Many thanks. But for some reason it’s not allowed to use a timeline inside of a function. I also tried to manipulate a scalar parameter via blueprint (had to create a dynamic material instance for this) but the parameter just keeps it’s default value instead.
But there is a new problem: The reference to the last decal gets overwritten each time the graph’s event gets fired. So only the LAST created footstep will fade out.
So it would make sense to extract the fade out process into a function with a call-by-value parameter for the decal reference. But that’s not possible because UE4 doesn’t allow to use a timeline inside a function…
All this would be MUCH easier if UE4 just would create a dynamic material instance automatically in the background if you set a material’s parameter the first time. It not very intuitive at the moment.
Thanks.

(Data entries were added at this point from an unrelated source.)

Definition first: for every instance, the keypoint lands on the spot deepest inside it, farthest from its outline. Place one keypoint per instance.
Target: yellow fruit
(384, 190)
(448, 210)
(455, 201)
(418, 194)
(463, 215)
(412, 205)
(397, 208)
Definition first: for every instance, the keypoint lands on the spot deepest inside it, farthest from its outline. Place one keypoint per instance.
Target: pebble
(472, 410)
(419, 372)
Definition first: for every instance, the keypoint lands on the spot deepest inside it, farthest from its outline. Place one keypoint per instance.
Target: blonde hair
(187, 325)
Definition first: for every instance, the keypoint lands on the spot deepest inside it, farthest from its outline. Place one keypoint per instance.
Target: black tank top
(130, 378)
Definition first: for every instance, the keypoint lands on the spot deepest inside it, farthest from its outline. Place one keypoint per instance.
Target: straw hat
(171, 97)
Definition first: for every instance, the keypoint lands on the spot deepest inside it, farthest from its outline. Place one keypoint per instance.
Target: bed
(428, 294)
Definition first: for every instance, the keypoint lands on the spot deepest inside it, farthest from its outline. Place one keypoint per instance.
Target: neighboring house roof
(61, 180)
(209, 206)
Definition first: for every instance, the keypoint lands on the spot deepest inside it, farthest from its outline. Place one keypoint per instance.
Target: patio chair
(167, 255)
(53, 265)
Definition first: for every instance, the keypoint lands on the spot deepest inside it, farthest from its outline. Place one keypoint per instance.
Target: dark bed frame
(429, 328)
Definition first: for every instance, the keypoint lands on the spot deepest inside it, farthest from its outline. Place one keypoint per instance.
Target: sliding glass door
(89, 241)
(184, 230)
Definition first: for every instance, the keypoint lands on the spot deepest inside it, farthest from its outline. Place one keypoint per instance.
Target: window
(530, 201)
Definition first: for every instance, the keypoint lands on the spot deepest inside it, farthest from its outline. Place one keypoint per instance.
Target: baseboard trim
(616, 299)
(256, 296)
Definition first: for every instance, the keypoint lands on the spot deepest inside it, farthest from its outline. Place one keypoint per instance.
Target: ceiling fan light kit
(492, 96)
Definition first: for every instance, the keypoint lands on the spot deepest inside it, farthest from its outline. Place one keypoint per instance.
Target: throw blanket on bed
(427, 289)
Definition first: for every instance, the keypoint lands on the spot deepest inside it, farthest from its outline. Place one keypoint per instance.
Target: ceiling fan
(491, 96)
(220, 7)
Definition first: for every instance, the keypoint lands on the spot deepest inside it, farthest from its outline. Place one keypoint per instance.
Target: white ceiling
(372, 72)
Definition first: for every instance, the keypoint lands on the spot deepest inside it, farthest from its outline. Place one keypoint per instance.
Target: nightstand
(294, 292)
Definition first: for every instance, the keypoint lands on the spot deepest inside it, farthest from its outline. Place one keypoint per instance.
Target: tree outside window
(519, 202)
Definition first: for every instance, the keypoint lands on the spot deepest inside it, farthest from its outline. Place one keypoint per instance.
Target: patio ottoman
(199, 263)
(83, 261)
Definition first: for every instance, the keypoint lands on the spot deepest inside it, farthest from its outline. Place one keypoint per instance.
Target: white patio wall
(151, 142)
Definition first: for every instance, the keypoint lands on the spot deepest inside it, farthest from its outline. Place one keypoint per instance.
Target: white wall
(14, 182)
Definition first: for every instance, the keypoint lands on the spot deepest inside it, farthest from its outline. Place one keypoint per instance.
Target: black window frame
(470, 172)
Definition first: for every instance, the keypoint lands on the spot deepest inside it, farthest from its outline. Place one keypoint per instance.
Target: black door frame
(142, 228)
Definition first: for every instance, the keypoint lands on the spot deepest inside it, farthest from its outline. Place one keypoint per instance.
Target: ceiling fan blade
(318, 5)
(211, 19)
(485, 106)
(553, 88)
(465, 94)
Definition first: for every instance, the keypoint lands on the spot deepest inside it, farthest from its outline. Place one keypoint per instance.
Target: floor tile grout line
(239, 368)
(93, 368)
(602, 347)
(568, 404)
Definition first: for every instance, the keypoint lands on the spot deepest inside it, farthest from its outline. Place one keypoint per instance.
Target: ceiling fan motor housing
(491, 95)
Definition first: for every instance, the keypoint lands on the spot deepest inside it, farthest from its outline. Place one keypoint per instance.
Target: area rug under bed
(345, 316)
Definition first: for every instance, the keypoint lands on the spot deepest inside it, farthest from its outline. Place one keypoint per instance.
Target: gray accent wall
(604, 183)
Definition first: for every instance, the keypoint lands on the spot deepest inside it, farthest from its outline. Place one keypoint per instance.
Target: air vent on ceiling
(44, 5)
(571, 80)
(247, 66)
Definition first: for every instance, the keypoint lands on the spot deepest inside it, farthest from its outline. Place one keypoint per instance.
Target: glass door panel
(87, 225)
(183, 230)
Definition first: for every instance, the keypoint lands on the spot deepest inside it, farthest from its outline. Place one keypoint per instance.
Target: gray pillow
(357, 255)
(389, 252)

But you still have to make that for each footprint otherwise they would all fade out at once.
So each footprint needs to be in a BP, in each BP it needs to create that own material instance and then it needs to change it every tick for each.
Lots happening then for something relatively simple. Maybe when it just transfers the current game time over to the material instance instead of updating it each tick, the material could handle the fade out by subtracting the game time parameter with the material time node. Would be hard to animate any curve though but at least the every tick update wouldn’t be needed anymore.
What should I say? You’re right. Simply fading things in and out seems to be very much work in UE4 for some reason. Sames goes for outlines. Seems like rocket science to me.
In my case I made the footprint a own BP, spawned an instance for every step but kept a reference to it. When the next footstep is spawned, I call the fade-out-and-destroy-method in the former instance before overwriting the reference.
You could bypass the need for timelines altogether by doing “Time - TimeOfStep” inside of the material.
That way all you need to do is set “Time of Step” on the initial creation and then the fade can be calculated from the material itself. You would multiply/clamp to get that into a 0-1 range. In this way you can cheaply time fade a bunch of materials without paying the cost of ticking them all.
To get time matching the time in the material editor you need to use “get real time in in seconds”.
Unfortunately all these methods don’t really work for me because I had to alter every single material in every element slot for every mesh, every decal etc. which is just pure overkill.
It would be really, really great if there was a simple fade-out/fade-in node for actors. It’s just a common operation and it’s really way, way to clunky in the the current version of UE4.
Same goes for simple outlines which are pure rocket science ATM.
I’m having this exact problem now lol. Apparently epic takes an extremely long time to fix things. It doesn’t make any sense that you need to modify materials individually to get basic effects such as transparency.